Translate and run it as usual:

theon$ ulmas -o subprog_without_fp  subprog_without_fp.s
theon$ ulm subprog_without_fp
ACB
theon$ 

Notes about using symbols for registers

Note that symbols are used in the code only for those registers that are relevant for the calling convention, i.e. for %SP and %RET. For other registers plain literals are used, e.g. %4. Our new function call convention will allow it that registers %4, ..., %255 can be used freely in every function. They no longer have a special meaning. So in one function you can use %4 for calling a function and in another %5 etc.

Btw: What does “... without fp” mean?

“fp” is short for frame pointer. So “subprogram without frame ppointer” indicates that some extension is coming up ;-)

Quiz08

For this quiz you have to hand in two files: call_stack.s and call_stack.txt.
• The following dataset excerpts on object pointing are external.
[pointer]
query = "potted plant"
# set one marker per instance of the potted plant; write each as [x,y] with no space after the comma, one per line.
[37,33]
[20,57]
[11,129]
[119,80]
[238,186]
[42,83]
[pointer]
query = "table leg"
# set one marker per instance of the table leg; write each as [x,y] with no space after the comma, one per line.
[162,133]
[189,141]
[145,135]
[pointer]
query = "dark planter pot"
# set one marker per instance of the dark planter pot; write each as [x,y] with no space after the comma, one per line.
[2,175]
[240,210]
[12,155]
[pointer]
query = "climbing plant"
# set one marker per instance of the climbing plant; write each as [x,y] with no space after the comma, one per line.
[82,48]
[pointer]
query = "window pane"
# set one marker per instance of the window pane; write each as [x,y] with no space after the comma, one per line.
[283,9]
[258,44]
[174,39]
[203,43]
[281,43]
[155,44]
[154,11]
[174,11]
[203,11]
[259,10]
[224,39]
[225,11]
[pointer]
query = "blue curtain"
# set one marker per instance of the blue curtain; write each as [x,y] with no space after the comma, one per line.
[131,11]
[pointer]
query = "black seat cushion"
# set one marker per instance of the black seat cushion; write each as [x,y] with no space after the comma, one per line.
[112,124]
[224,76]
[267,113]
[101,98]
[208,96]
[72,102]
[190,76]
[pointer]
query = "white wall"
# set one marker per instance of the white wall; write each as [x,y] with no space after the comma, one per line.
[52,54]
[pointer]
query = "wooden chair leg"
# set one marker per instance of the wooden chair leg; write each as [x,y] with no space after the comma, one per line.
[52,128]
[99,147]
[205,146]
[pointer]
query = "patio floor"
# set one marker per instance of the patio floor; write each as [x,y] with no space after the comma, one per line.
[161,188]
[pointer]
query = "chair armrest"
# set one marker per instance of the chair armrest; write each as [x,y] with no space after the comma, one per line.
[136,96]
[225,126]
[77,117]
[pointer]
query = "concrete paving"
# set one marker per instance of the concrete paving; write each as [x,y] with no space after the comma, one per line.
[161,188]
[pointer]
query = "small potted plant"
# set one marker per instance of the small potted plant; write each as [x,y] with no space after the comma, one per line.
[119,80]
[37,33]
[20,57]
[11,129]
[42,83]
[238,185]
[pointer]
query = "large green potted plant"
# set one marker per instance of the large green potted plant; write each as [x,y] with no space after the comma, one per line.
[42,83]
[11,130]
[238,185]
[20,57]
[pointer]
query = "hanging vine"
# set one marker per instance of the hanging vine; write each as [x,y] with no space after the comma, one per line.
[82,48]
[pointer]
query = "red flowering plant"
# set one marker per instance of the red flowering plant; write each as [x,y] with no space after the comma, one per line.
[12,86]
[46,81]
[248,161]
On theon submit your program with the command

submit hpc quiz08 call_stack.s call_stack.txt

Your answers will not be evaluated automatically but you should get a confirmation email after your submit.

About call_stack.s

Write a program call_stack.s with functions main, funcA, funcB and funcC. These functions are supposed to do the following:

  • Function main prints the character M, calls function funcA, prints m, prints a newline and then returns.

  • Function funcA prints the character A, calls function funcB, prints ,, calls function funcC, prints a and then returns.

  • Function funcB prints the character B and then returns.

  • Function funcC prints the character C, calls function funcB, prints c, calls function funcB and then returns.

 1
 2
 3
 4
 5
 6
 7
 8
 9
10
11
12
13
14
15
16
17
18
19
20
21
22
23
24
25
        #NOTE: relevant for the function call convention
        .equ    SP,     2
        .equ    RET,    3

        .text
/*
        Entry point
*/
_start:
        #NOTE: relevant for the convention
        ldzwq   0,              %SP

        subq    8,      %SP,    %SP
        ldzwq   main,           %4
        jmp     %4,             %RET
        addq    8,      %SP,    %SP

/*
        (only) Exit point
*/
        halt    0

//------------------------------------------------------------------------------
// PROGRAM main
//------------------------------------------------------------------------------

About call_stack.txt

It is important that your program “blindly follows the rules”. You are supposed to work here like a compiler! But if you have an idea how the implementation of some of these functions could be simplified then write down your thought in call_stack.txt. Maybe there is even a simple rule in which case your idea always works.